Key insight: A sudden drop in defects found combined with a spike in execution rate is a red flag for diluted testing. Goodhart's Law strikes again.
8 Self-Check — Can You Actually Do This?
Click each question to reveal the answer. If you got all three, you are ready to practice.
Q1. What is Goodhart's Law, and why does it matter for test metrics?
Goodhart's Law states: "When a measure becomes a target, it ceases to be a good measure." In testing, this means that if you set a hard target like "100% test execution," people will game it by skipping complex tests or inflating counts. Metrics must guide behaviour toward quality, not replace quality itself.
Q2. How do you calculate Defect Detection Percentage (DDP)?
DDP = Bugs found in testing / (Bugs found in testing + Bugs found in production). A DDP of 94% means you caught 94% of all bugs before production. It is one of the strongest indicators of testing effectiveness.
Q3. Why is "trend over time" more valuable than a single metric snapshot?
A single snapshot is a photograph with no context. A trend reveals whether quality is improving or degrading, whether a spike is an anomaly or a pattern, and whether interventions are working. "Defect density is 2.1" is uninterpretable without knowing what it was last month.
9 Interview Prep — What They Will Ask
Q1. What happens when you set "100% test case execution" as a hard target?
People game it. Testers skip complex tests, duplicate simple ones, and mark skipped tests as N/A. This is Goodhart's Law. A better target is "95% execution with 0 critical defects open and all blockers documented." The metric should serve quality, not replace it.
Q2. How do you report testing status to a non-technical executive?
I use a traffic-light summary with three sections: (1) Current state — green/yellow/red with one sentence each; (2) Risks that could change the state — what I am watching; (3) Decision needed — what I need from them. No jargon. No raw defect counts without interpretation. Executives need to make decisions, not read spreadsheets.
Q3. Which test metrics do you consider leading indicators versus lagging indicators?
Lagging indicators tell you what already happened: defect escape rate, DDP, MTTR. Leading indicators predict future problems: test preparation backlog, environment downtime, requirement churn, and code complexity trends. A good lead uses both: leading indicators to prevent fires, lagging indicators to measure how well prevention worked.

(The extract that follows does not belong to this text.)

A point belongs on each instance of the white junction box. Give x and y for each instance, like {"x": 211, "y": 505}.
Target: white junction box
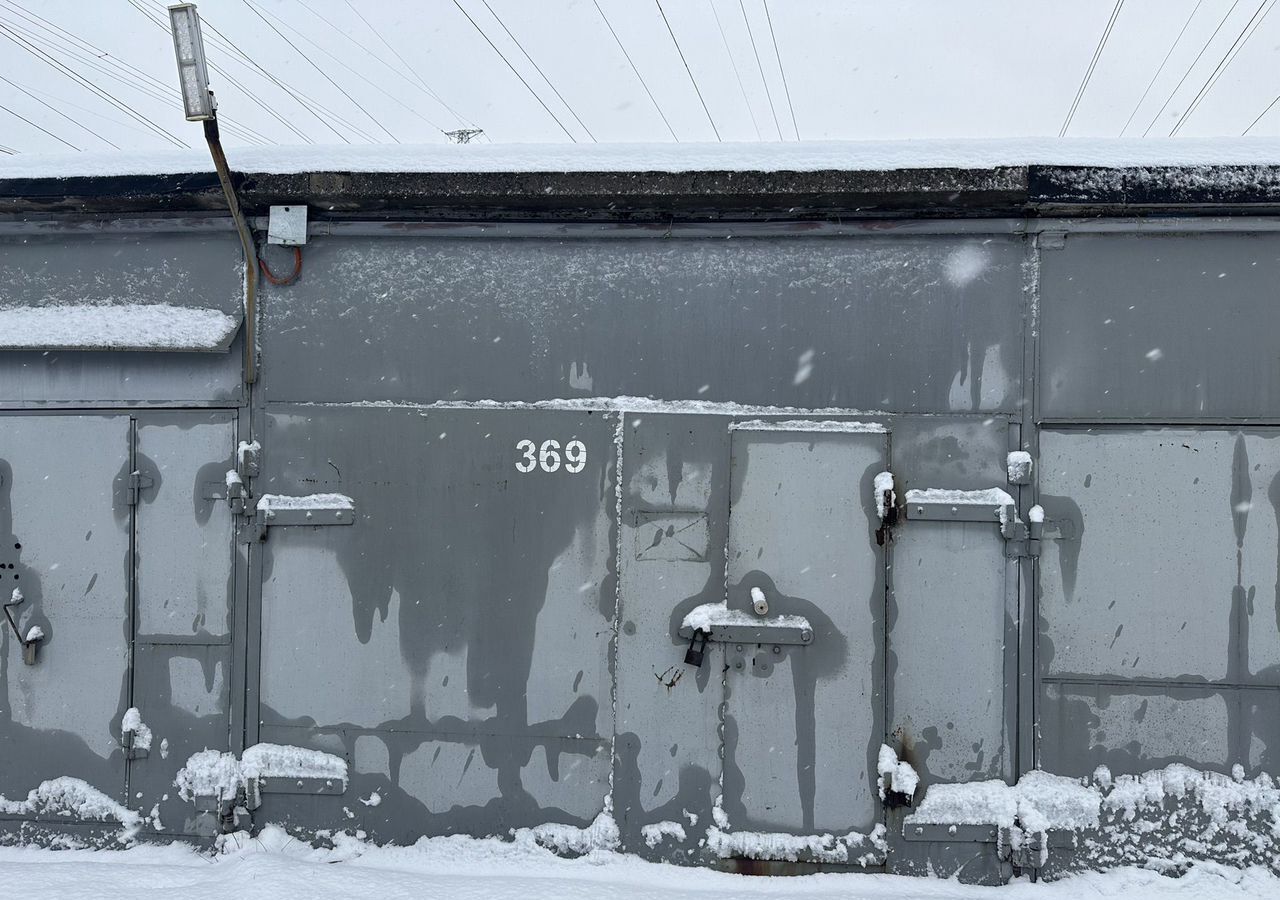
{"x": 287, "y": 225}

Q4. How do you handle a stakeholder who dismisses your quality red flag because "the metrics look fine"?
I bring the narrative that the numbers cannot tell. I explain the context: "Execution is at 98%, but the 2% not run are payment integration tests, and we have never released without them." I also bring risk data: "If this fails in production, the estimated impact is $50K per hour." Numbers get attention; stories combined with numbers get action.